そういう種族は普段、食べる分の狩りをしたり、畑を耕したり、漁をしたりしている。
生産系に特化している種族は木訥な者もいて、そういった連中を守るのが俺たち戦闘種族になる。
「……とまあ、本来はああいう連中を守るわけだが、何をやっているんだか」
湖の上で舞っているジュエルビジョン族は残り三体。
他は魔法弾が直撃し、湖に落下している。
水しぶきをあげて泳いでいるのがそうだろう。
四、五体みえる。
「長引く戦乱によるストレスかもしれませんし、兵に選ばれなかった憂さ晴らしかもしれません。……それでも許されて良い行為ではないと思います」
魔界の住人は血の気が多い。
戦いたければ、候補はいくらでもいる。
わざわざ非戦闘系種族を探し出して、魔法弾を撃つ理由はない。
「ここはクルーニャ将軍の支配地域ですので、この町を管理している者に話をしに……って、ゴーラン様?」
俺はゲラゲラ笑いながら魔法弾を撃っている連中の背後に忍び寄り、背中を蹴り飛ばした。

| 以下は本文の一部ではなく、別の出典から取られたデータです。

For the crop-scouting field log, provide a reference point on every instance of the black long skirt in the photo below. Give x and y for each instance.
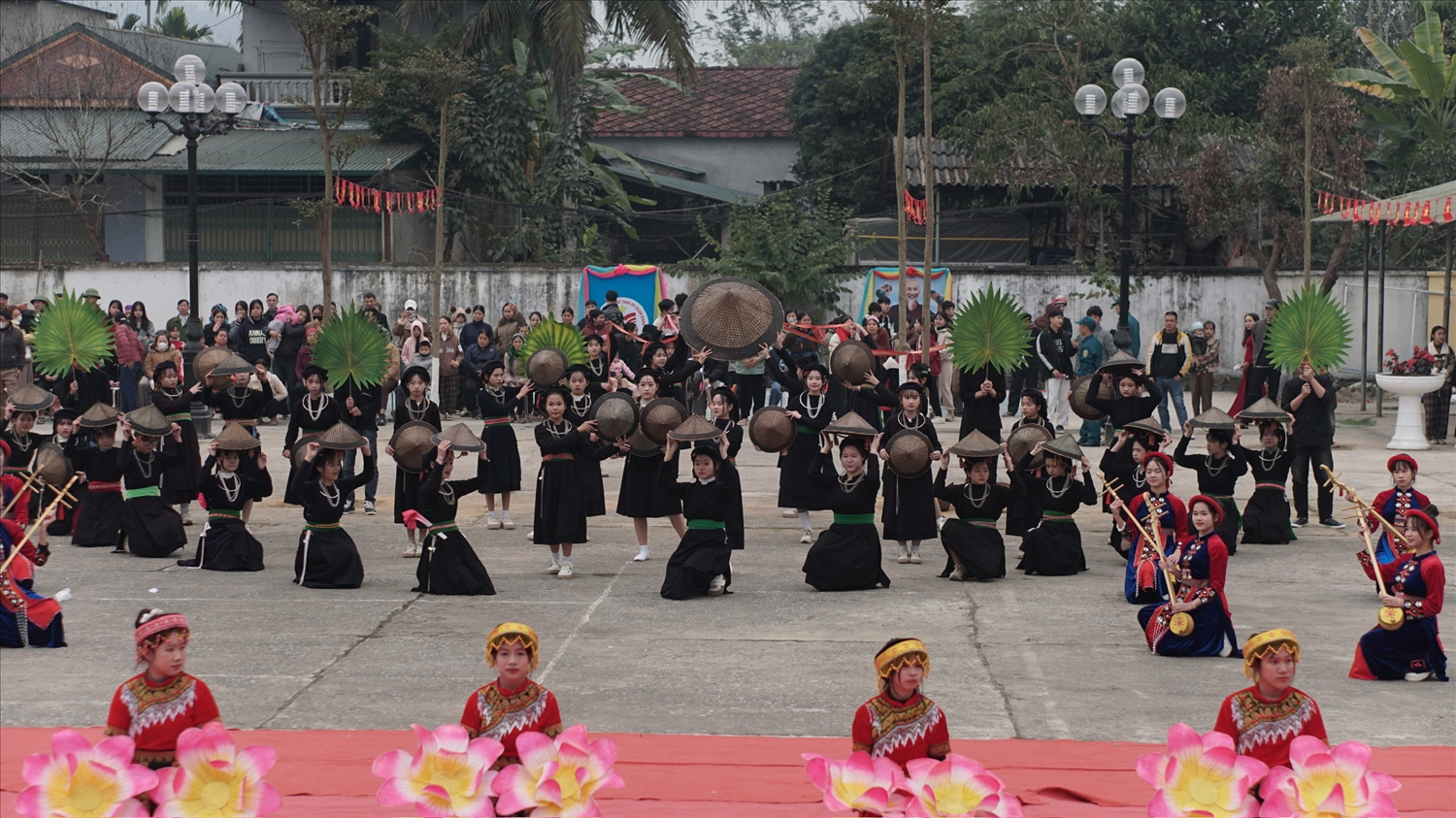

「おーっ、よく飛ぶ。ガキの頃に石を投げて水切りをやったのを思い出すな」
「あん? ――ッ!」
「てめぇ!? ――ッ!」
「おまえ、よそも ――ッ!」
四連続で水切りが成功した。
腕は落ちていないようで、嬉しい。
「ゴーラン様、何を!?」
「大丈夫だ」
「全然大丈夫ではないですけど……ここはクルーニャ様の……」
「あれだけじゃ死にはしない。すぐに岸にやってくるだろう」
「それでどう説明を?」
「安心しろ。ちゃんと最初に心を折ってやるから。そこからが説教のはじまりだ」
もちろん、肉体言語の説教だが。
バシャバシャと水音を跳ねさせている連中の方を見ながら、どうやって説教をしてやろうかと、俺は考えを巡らせた。